In der Werkstatt angekommen, sagte uns der Mechaniker, dass er keine Zeit hätte. Er würde uns aber seinen alten Mechaniker in 2-3 Stunden vorbei schicken, wenn dieser mit Rasenmähen fertig wäre. Auf dem Hof der Autowerkstatt standen auch ein Expeditionsfahrzeug aus Berlin von der Firma erlebnis-offroad.com. Ein Versuch war es wert und so quatsche ich sie einfach an, ob sie Ahnung von Autoreparatur hätten und sie hatten! Nach ca. 1 Stunde Fehlersuche war es klar, dass die Zündspüle hinüber ist, dies wäre zum Glück nicht so schwer zu beheben. Deren Problem war augenscheinlich deutlich größer. Ihr Mercedes LKW hatte einen Riss im Motor und es war nicht klar, wie lange der Motor noch halten würde. Wir wechselten unsere email-Adressen aus und wollten uns melden, wie es uns weiter ergangen ist. Zum Dank schenkten wir Ihnen noch eine Weinflasche aus unserem Vorrat, welche wir bewusst für solche Fälle mitgenommen hatten. Später kam dann auch der alte Mechaniker der Werkstatt und bestätigte die Diagnose: "kaputt". Zu den Zeitpunkt war allerdings schon der letzte Bus Richtung Holtsvöllur weg. Da es kaum Übernachtungsmöglichkeiten in Kirkjubæjarklaustur gab, entschieden wir uns für eineTaxifahrt, die uns am Ende 320 € gekostet hat. Dank dem ADAC brauchten wir allerdings nur die Hälfte bezahlen, da wir seit unseren eklatanten Problemen mit unserem Ford Galaxy, eine ADAC Plus-Mitgliedschaft besaßen. Kurz vor 24 Uhr kamen wir dann endlich am Farmhaus an, wo wir die nächsten drei Nächte bleiben sollten.
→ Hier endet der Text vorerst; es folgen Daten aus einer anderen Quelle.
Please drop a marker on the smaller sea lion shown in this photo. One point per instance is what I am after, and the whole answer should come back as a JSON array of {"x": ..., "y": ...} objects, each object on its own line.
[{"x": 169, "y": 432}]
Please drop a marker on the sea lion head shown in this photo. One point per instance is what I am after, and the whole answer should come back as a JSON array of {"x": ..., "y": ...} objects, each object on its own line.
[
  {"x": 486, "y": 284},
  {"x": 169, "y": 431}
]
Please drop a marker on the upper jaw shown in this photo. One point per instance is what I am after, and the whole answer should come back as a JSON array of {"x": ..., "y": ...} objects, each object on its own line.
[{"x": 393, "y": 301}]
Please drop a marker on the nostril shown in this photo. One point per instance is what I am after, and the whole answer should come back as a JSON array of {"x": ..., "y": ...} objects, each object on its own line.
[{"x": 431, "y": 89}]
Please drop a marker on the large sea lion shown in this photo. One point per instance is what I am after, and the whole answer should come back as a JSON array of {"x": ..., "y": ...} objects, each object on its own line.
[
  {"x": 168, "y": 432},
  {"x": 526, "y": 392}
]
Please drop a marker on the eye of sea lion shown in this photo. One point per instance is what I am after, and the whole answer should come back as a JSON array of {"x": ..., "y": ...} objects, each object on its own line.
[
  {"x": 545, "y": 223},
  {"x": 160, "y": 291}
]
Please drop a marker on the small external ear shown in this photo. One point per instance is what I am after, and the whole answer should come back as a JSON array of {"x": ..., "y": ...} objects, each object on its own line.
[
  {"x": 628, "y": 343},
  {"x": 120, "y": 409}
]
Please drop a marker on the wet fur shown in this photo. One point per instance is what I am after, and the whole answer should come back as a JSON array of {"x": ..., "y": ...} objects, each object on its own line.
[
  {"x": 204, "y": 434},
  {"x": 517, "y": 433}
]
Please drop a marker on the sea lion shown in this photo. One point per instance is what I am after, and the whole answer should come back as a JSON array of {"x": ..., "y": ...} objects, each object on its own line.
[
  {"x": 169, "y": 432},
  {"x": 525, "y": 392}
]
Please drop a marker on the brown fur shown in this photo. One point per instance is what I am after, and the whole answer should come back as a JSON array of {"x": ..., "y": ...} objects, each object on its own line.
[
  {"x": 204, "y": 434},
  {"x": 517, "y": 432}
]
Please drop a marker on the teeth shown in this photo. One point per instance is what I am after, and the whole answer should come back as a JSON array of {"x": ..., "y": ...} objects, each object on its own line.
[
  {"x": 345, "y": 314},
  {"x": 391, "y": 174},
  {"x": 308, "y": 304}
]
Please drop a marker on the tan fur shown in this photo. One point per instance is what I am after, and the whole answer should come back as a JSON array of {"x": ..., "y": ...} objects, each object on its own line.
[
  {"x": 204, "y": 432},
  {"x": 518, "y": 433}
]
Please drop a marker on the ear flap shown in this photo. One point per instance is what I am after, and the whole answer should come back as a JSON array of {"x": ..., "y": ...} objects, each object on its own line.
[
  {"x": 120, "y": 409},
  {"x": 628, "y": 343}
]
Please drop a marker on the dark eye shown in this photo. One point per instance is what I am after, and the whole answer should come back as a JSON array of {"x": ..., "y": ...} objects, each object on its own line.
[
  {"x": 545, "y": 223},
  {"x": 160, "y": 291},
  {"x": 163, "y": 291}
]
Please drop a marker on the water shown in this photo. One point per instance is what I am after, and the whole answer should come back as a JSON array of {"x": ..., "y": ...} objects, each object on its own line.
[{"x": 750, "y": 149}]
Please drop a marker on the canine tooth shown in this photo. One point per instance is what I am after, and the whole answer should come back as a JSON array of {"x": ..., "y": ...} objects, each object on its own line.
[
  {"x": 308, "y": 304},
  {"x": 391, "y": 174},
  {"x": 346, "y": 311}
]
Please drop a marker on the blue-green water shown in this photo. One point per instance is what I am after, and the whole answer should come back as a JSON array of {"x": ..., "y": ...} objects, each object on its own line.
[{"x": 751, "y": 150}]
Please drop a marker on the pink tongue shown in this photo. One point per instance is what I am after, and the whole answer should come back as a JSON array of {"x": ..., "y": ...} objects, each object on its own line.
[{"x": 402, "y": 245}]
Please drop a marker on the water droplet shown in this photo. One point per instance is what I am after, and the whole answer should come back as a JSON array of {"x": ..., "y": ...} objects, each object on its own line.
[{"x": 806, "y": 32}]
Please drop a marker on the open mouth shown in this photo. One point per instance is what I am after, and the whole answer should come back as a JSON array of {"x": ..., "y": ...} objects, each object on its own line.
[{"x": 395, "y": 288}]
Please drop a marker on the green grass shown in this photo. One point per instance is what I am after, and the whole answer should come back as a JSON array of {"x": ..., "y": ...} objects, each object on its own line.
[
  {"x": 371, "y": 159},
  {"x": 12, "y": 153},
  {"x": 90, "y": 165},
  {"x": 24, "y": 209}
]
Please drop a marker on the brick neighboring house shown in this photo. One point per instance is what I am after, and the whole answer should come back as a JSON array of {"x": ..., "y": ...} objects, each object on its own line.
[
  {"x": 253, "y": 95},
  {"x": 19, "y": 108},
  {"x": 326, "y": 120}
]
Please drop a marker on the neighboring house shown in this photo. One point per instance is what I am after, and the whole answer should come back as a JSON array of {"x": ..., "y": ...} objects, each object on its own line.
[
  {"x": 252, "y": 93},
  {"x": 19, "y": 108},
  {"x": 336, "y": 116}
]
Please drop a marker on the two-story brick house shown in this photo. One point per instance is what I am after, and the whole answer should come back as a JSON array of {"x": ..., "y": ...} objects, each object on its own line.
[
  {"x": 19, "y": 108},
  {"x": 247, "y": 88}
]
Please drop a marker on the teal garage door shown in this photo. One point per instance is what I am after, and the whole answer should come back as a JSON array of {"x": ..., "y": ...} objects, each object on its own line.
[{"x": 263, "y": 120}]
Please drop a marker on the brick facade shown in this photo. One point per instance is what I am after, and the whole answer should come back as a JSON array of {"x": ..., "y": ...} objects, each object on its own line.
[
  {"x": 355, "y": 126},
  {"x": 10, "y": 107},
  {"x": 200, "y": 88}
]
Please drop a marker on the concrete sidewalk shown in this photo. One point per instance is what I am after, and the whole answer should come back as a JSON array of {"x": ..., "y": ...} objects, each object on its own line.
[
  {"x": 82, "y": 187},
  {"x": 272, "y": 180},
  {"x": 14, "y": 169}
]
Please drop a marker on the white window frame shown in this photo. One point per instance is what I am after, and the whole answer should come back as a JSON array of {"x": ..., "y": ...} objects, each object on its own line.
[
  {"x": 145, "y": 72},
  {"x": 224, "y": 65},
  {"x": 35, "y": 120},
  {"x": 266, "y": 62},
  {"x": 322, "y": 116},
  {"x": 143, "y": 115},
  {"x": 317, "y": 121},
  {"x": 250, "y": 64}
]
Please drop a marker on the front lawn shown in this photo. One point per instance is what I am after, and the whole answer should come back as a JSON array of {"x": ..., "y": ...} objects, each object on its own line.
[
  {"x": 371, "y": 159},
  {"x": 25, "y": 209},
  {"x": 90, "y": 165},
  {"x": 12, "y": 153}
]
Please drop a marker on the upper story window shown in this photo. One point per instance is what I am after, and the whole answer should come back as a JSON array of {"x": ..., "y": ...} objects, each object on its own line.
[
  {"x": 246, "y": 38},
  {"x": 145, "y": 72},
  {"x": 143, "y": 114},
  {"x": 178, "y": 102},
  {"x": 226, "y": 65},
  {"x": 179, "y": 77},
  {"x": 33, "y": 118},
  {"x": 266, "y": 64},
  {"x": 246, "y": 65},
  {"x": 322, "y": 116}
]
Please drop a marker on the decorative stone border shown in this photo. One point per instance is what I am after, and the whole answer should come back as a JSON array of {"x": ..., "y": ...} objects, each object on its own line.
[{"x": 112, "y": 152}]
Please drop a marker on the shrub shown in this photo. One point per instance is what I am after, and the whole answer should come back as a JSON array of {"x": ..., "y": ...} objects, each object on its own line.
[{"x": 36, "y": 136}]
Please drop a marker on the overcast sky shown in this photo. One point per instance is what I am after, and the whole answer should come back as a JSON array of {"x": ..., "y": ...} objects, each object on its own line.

Wir bekamen ein sehr kleines Zimmer mit einem herrlichen Ausblick auf den Eyjafjallajökull,. Ja, dies ist der Vulkan, welcher im Jahre 2010 den Flugverkehr in Europa lahm gelegt hatte. Heute sah er harmlos aus und er gehört auf Island auch eher zu den ungefährlicheren Vulkanen, da er seit der Besiedlung erst dreimal ausgebrochen ist.

 

3.8. 2013 Wir entdecken Island mit öffentlichen Verkehrsmitteln

Nachdem unsere Vermieterin von unseren Pech hörte, bot sie uns an in den Ort, welcher 5 km entfernt war, zu fahren. Von dort aus könnten wir mit dem Hochlandbus nach Thörsmork fahren. Wir nahmen das Angebot dankend an, ohne zu wissen dass wir das alles am Ende teuer bezahlen müssen, aber erst einmal waren wir ahnungslos. Laut ihrer Aussage bekämen wir nicht einmal in Reykjavik  einen Mietwagen, da alle Geschäfte aufgrund des langen Feiertagswochenendes zu wären. Nach Thörsmork wären wir mit unserem Fronti niemals gefahren, denn die Furten auf diesen Strecken sind nur für Superjeeps gedacht, aber nicht für unseren Opel Frontera. Aber man muss halt flexibel sein, wenn die Reise nicht wie geplant verläuft.

 

Die Reise mit dem Hochlandbus war schon recht abenteuerlich und ein Erlebnis für sich.  Auf dem Hinweg hielt der Bus an verschiedenen Aussichtspunkten für ca. 10 min, so dass wir aussteigen und ein paar Fotos machen konnten. Erster Haltepunkt war der Sejlandfoss. Da aber die Sonne nicht schien, machte ich nur ein, zwei Fotos, bevor es dann weiter ging. Nächster Halt war Gigjokull., eine Gletscherzunge. Vor dem Ausbruch des Eyjafjallajökull  befand sich hier noch ein größerer See, der Lónið . Dieser See wurde durch den Vulkanausbruch 2010 mit Asche und Sedimente vollständig aufgefüllt und verschwand.  Die Gegend wurde immer unwirklicher, auf dem Myrdalsandur sah man immer wieder kleine Sandstürme, umso erstaunter waren wir  als Thörsmork zu Vorschein kommt, überall Bäume…eine Oase mitten in der Sanderfläche und vom Gletscher umgeben. Mich erinnerte die Landschaft hier eher an die Mosel, als an Island. Wir hatten drei Stunden Aufenthalt und so machten wir eher einen Spaziergang, keine Wanderung. Abends gingen wir auf die Empfehlung unserer Vermieterin, in das Art Cafe in Hvolsvöllur sehr lecker essen. Jürgens Fisch, so wie mein Lamm schmeckten vorzüglich.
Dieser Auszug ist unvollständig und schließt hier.